Nicholaw had landed his jump from Broadway dancer to choreographer, and almost twenty years later his name brings to mind the kind of enthusiastic, upbeat, and precise dancing that has had a stronghold on the musical theatre dance scene throughout the 21st century. Others in the same stylistic camp are Jerry Mitchell and Susan Stroman (both of whom influenced him as mentors), and Warren Carlyle. These four director-choreographers represent the state of musical theatre dance as once again standardized.

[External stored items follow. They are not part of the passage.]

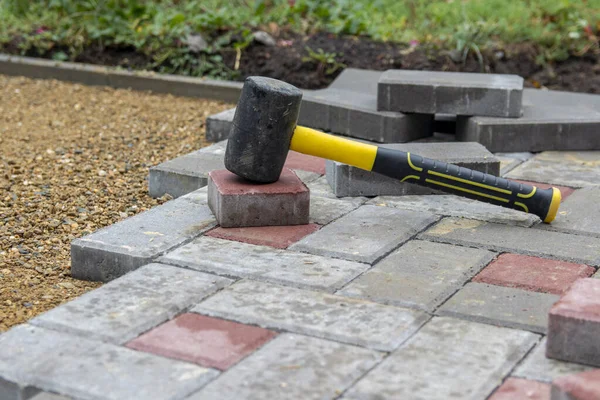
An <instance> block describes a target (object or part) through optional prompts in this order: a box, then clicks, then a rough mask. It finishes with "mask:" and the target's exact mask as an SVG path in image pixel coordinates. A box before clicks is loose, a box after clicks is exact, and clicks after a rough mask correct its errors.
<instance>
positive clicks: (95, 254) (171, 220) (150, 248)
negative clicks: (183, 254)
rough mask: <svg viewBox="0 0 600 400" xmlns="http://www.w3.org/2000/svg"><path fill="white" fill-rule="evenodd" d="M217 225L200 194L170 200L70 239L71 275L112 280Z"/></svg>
mask: <svg viewBox="0 0 600 400" xmlns="http://www.w3.org/2000/svg"><path fill="white" fill-rule="evenodd" d="M215 225H216V220H215V218H214V216H213V214H212V212H211V211H210V209H209V207H208V205H206V202H205V201H203V199H202V198H201V196H196V195H191V196H189V197H185V198H181V199H175V200H171V201H168V202H166V203H164V204H162V205H160V206H157V207H154V208H152V209H151V210H148V211H145V212H143V213H140V214H137V215H135V216H133V217H131V218H127V219H125V220H123V221H120V222H118V223H116V224H114V225H111V226H108V227H106V228H103V229H100V230H98V231H96V232H94V233H92V234H90V235H87V236H84V237H82V238H79V239H75V240H74V241H73V242H71V275H72V276H73V277H74V278H76V279H84V280H91V281H103V282H106V281H110V280H112V279H115V278H117V277H119V276H121V275H124V274H126V273H127V272H130V271H133V270H135V269H137V268H139V267H141V266H142V265H145V264H148V263H150V262H152V260H154V259H155V258H156V257H158V256H160V255H161V254H164V253H166V252H167V251H169V250H171V249H173V248H175V247H177V246H179V245H181V244H183V243H185V242H187V241H189V240H191V239H192V238H194V237H196V236H199V235H200V234H202V233H203V232H205V231H207V230H208V229H210V228H212V227H214V226H215Z"/></svg>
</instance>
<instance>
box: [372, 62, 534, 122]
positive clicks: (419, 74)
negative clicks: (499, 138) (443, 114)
mask: <svg viewBox="0 0 600 400" xmlns="http://www.w3.org/2000/svg"><path fill="white" fill-rule="evenodd" d="M522 96H523V78H521V77H520V76H517V75H501V74H475V73H462V72H433V71H409V70H399V69H391V70H388V71H385V72H384V73H383V74H382V75H381V77H380V78H379V84H378V86H377V109H378V110H382V111H401V112H411V113H425V114H454V115H487V116H495V117H520V116H521V101H522Z"/></svg>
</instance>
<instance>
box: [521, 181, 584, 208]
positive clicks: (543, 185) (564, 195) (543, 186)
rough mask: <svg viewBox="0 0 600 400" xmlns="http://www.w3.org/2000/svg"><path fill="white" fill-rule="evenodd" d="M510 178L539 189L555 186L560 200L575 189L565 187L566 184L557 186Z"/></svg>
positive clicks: (565, 198) (546, 188) (562, 199)
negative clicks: (535, 187)
mask: <svg viewBox="0 0 600 400" xmlns="http://www.w3.org/2000/svg"><path fill="white" fill-rule="evenodd" d="M511 180H512V181H515V182H521V183H525V184H527V185H532V186H537V187H539V188H540V189H549V188H551V187H555V188H557V189H558V190H560V195H561V202H562V201H564V200H565V199H566V198H567V197H569V196H570V195H571V193H573V192H574V191H575V189H573V188H570V187H567V186H557V185H550V184H548V183H539V182H531V181H520V180H518V179H511Z"/></svg>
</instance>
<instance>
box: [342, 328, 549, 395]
mask: <svg viewBox="0 0 600 400" xmlns="http://www.w3.org/2000/svg"><path fill="white" fill-rule="evenodd" d="M537 340H538V336H537V335H535V334H533V333H530V332H524V331H519V330H513V329H508V328H500V327H496V326H491V325H484V324H478V323H474V322H468V321H461V320H457V319H453V318H443V317H441V318H440V317H436V318H433V319H432V320H431V321H430V322H429V323H428V324H426V325H425V326H424V327H423V328H422V329H421V330H420V331H419V332H418V333H417V334H416V335H414V336H413V337H412V338H410V339H409V340H408V341H407V342H406V343H405V344H404V345H403V346H401V347H400V348H399V349H398V350H396V351H395V352H394V353H392V354H391V355H390V356H389V357H387V358H386V359H385V360H384V361H383V362H382V363H381V364H379V365H378V366H377V367H375V368H374V369H372V370H371V371H370V372H369V373H368V374H367V375H366V376H365V377H364V378H362V379H361V380H360V381H358V383H357V384H356V385H355V386H354V387H352V388H351V389H350V390H349V391H348V392H347V394H346V396H345V397H344V399H405V398H406V399H412V400H420V399H427V400H433V399H473V400H480V399H485V398H487V396H488V395H489V394H490V393H491V392H492V391H493V390H494V389H495V388H496V387H497V386H498V385H499V384H500V383H501V381H502V379H503V377H504V376H506V375H507V374H508V373H509V372H510V371H511V369H512V368H513V367H514V366H515V365H516V364H517V362H519V360H520V359H521V358H522V357H523V356H524V355H525V354H526V353H527V351H529V349H530V348H531V347H533V345H534V344H535V342H536V341H537Z"/></svg>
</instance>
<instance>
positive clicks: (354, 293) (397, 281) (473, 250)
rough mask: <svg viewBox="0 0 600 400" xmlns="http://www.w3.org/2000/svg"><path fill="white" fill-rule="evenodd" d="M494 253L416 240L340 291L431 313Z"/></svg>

Musical theatre dance waits around too patiently for innovators to come about and bring something fresh to musical stages. Even when they do come, the others rarely listen and learn. Innovation moves slowly as a result, and the dancing in musical theatre lags far behind new developments in dance at large, if it considers them at all. Bob Fosse was an innovator whose style caught on and became incorporated into the establishment vocabulary of theatre dance. Savion Glover and Andy Blankenbuehler are two recent innovators who have invested in musical theatre and whose choreographies have expanded on the theatrical applications of dance within the commercial space. They’ve been handed Tony awards, but little further creative control or support for experimentation. Musicals are expensive, and scarcity of investment resources discourages risk. Nicholaw, Carlyle, Stroman, and Mitchell keep getting hired, and the establishment vocabulary reigns on. Musical theatre and its dancing remain too much a genre rather than a medium, at their own peril.